Sensory pleasure of the gastronomic kind is just a few steps from the bathhouse at Scott Pickett’s restaurant Audrey’s. In a beautiful space with a peek of the bay, lingering here for a long seafood-prominent lunch is a great idea. Sydney oysters, Western Australian scallops, Moreton Bay bugs, spanner crab, squid, john dory - a pan-continental feast sommelier Virginia was happy to match with Victorian wines, including a Crawford River Riesling from the Thompson family winery, a Shaw + Smith M3 Chardonnay, and a Chambers Old Vine Muscadelle from Rutherglen.
I was tempted to bathe for a final time that day, in the deep tub in my room in the hotel’s heritage wing, overlooking the roofs of the old town, but I was saving myself to enjoy the final stop of this brief pool-hopping trip.
The dunes and scrubland of an old farmstead in the Fingal countryside have been transformed into the oasis retreat that is Alba Thermal Springs and Spa. On arrival, the main spa building’s stark concrete, glass and metal heft is softened by its curves and partial embedding in the hillside. The landscaping of indigenous plants and accessible paths snaking up and through the contours of the hilltop creates a connection between the 31 pools, which vary enormously in their size, temperature, form and setting. Naturally heated underground aquifers refill the pools every day with water containing magnesium, potassium, sulphur and calcium.

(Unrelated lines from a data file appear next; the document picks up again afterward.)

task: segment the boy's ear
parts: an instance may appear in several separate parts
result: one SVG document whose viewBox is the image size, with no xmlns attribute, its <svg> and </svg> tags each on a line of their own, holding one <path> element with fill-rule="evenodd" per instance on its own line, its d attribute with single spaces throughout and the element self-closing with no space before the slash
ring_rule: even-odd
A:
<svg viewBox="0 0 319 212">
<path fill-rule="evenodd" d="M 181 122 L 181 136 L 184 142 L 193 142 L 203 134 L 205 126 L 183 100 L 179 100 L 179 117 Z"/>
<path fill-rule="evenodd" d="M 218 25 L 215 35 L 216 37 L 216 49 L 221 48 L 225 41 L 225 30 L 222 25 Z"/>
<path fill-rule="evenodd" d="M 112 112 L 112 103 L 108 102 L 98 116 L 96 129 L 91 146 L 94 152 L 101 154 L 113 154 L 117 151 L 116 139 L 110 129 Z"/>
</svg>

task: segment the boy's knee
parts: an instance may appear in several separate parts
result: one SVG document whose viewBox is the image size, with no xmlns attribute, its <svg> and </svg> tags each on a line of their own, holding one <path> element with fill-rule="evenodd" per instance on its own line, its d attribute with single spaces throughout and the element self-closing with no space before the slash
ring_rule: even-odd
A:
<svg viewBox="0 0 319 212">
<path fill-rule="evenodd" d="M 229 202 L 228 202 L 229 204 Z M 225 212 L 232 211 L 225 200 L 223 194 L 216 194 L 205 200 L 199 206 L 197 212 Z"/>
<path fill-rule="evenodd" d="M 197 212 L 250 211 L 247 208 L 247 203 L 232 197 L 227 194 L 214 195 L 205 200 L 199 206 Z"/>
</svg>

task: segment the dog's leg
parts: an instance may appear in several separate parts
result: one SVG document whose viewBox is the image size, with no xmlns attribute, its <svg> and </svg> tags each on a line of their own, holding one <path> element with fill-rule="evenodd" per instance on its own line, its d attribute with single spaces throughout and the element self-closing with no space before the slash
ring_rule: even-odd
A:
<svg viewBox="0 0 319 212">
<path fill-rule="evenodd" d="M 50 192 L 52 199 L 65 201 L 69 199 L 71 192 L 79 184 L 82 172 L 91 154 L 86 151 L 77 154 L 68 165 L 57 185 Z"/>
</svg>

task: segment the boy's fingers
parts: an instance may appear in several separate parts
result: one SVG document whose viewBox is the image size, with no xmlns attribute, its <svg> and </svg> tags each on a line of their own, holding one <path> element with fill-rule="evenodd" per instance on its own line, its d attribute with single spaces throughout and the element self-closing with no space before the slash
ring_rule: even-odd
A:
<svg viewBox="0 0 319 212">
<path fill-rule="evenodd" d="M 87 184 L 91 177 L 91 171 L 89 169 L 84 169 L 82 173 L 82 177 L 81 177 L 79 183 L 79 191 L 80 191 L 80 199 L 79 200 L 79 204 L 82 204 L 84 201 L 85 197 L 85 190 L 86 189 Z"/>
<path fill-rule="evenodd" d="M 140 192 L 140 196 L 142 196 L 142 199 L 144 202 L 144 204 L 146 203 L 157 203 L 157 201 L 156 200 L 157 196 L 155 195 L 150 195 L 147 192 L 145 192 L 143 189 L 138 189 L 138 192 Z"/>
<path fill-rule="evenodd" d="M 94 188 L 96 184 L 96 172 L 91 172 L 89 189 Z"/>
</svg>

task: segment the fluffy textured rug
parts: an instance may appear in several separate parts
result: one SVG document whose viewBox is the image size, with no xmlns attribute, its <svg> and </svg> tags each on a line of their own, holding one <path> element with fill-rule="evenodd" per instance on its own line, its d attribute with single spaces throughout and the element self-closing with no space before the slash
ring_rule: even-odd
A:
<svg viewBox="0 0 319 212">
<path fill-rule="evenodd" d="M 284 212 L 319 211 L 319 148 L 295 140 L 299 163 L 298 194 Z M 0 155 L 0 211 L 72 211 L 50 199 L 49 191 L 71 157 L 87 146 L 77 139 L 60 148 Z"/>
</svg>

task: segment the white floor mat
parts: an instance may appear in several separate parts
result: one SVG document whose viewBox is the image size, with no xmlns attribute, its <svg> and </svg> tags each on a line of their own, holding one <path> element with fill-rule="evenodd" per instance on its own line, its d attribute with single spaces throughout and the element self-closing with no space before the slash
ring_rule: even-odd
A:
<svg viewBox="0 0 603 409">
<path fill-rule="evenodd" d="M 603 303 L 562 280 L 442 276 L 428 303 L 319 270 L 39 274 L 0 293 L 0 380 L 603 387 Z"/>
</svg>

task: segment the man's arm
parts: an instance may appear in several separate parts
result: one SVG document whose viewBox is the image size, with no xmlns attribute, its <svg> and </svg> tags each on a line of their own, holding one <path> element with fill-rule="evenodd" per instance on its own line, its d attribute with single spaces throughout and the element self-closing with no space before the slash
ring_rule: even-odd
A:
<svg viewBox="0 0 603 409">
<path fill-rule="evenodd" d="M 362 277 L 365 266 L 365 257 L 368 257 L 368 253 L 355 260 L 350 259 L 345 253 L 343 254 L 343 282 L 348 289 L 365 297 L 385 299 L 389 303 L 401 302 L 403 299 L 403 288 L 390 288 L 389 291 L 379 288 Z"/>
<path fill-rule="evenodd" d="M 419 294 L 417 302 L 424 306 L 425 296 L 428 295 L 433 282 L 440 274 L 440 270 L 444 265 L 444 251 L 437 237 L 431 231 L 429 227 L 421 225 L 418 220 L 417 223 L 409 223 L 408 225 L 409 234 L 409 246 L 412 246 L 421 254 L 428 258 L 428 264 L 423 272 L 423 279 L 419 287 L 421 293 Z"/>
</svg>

After shucking off the hard shell of my outside existence in the serenity of the deluxe changing facilities, I don a soft white bathrobe and join the other acolytes for a hydrotherapeutic pilgrimage. Loungers and umbrellas line The Dunes, a long pool with a hoist for accessibility. A central feature of the layout is the hook-shaped Cascades waterfall, with a pool at the bottom and another at the top, and views across the Mornington Peninsula. The Shell is a pool of privacy behind tall concrete walls. I slip into The Falls just as a light shower passes over, negating the need for the pool’s own rain-effect apparatus.
At the top of the hill, I hurry past the icy plunge pool into the low Hemisphere building to savour the heat in the sauna and steam rooms. Over the crest of the hill, the three pools of The Forest are set in native gardens.
You can stay as long as you like in this tranquillity, pool-hopping, or enjoying a meal with other contented, robed patrons in Thyme restaurant. Then you could indulge in a treatment in the spa…
For my first-ever spa experience, I’ve opted for a modest Sole Smooth foot and lower-leg massage. Up the wide cylinder staircase, the relaxation lounge is where I’m offered herbal tea and a moment to contemplate before my therapist Sunny leads me to the treatment room.
I say yes to the eye mask and the headphones which play a recorded meditation. Sunny begins by placing heated towels on my legs, then starts a gentle exfoliation of each lower leg and foot. By now I’m so relaxed it’s possible I’m snoring while awake, but I’m just conscious enough to fully enjoy the soothing massage.
It’s unfair to have to leave. It is with immense reluctance that I must drive back to Melbourne, this time along inland utilitarian motorways, out of view of the sea. The only water now is the drab autumn rain on the windscreen, a pair of damp boardshorts scrunched up in a corner of my suitcase. But luckily, the Great Victorian Bathing Trail looks to be going from strength to strength. So when I’m by this way next time, I’ll be taking the plunge again.
CHECKLIST: MELBOURNE - SORRENTO
GETTING THERE
Air NZ, Qantas and Jetstar all fly direct from Auckland to Melbourne. The drive to Sorrento via Mornington takes a little over 2 hours (nonstop).